The Rise of Silas Lapham

The Rise of Silas Lapham by William Dean Howells

The Rise of Silas Lapham tells the story of the title character, Silas, as he accrues wealth through the paint-selling business. The story uses Silas's escalation in the world to ruminate on ideas of class mobility and old and new money. Silas is shown to be shut out from true high society, and his attempts to marry his daughter into old money go poorly. Eventually Silas, his morals increasingly compromised by his success, must sacrifice his fortune for his own good.

The Rise of Silas Lapham Book Summary

The novel begins with Silas Lapham being interviewed for a newspaper profile, during which he explains his financial success in the mineral paint business.
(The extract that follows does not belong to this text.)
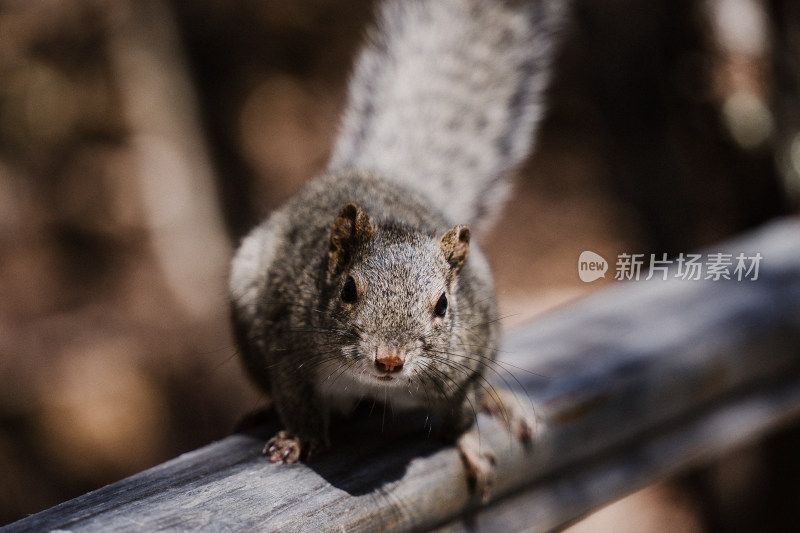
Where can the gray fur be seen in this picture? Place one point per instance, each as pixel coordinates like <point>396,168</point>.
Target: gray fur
<point>443,106</point>
<point>446,97</point>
The Lapham family is somewhat self-conscious in their sudden rise on the social ladder and often fumble in their attempts at following etiquette norms. They decide to build a new home in the fashionable Back Bay neighborhood, and Lapham spares no expense ensuring it is at the height of fashion.

Tom Corey, a young man from a well-respected high-class family, shows an interest in the Lapham girls; Mr. and Mrs. Lapham assume he is attracted to Irene, the beautiful younger daughter. Corey joins the Lapham's paint business in an attempt to find his place in the world, rather than rely on the savings of his father, Bromfield Corey. When Tom Corey begins calling on the Laphams regularly, everyone assumes his interest in Irene has grown, and Irene takes a fancy to him.

Corey, however, astounds both families by revealing his love for Penelope, the elder, more plain-looking, but more intelligent daughter who possesses an unusual sense of humor, a sophisticated literary passion, and a sensible but inquiring mind. Though Penelope has feelings for Tom Corey, she is held back by the romantic conventions of the era, not wanting to act on her love for fear of betraying her sister.

Silas Lapham's former business partner Milton K. Rogers reappears in his life, asking for money for a series of schemes. Mrs. Lapham urges her husband to support the man, whom he had pushed out of the paint company in what was deemed an inappropriate manner. Lapham's dealings with Rogers, however, result in a substantial financial loss. His major asset, the new home on Beacon Street, burns down before its completion. The Laphams are humbly forced to move to their ancestral home in the countryside, where the mineral paint was first developed.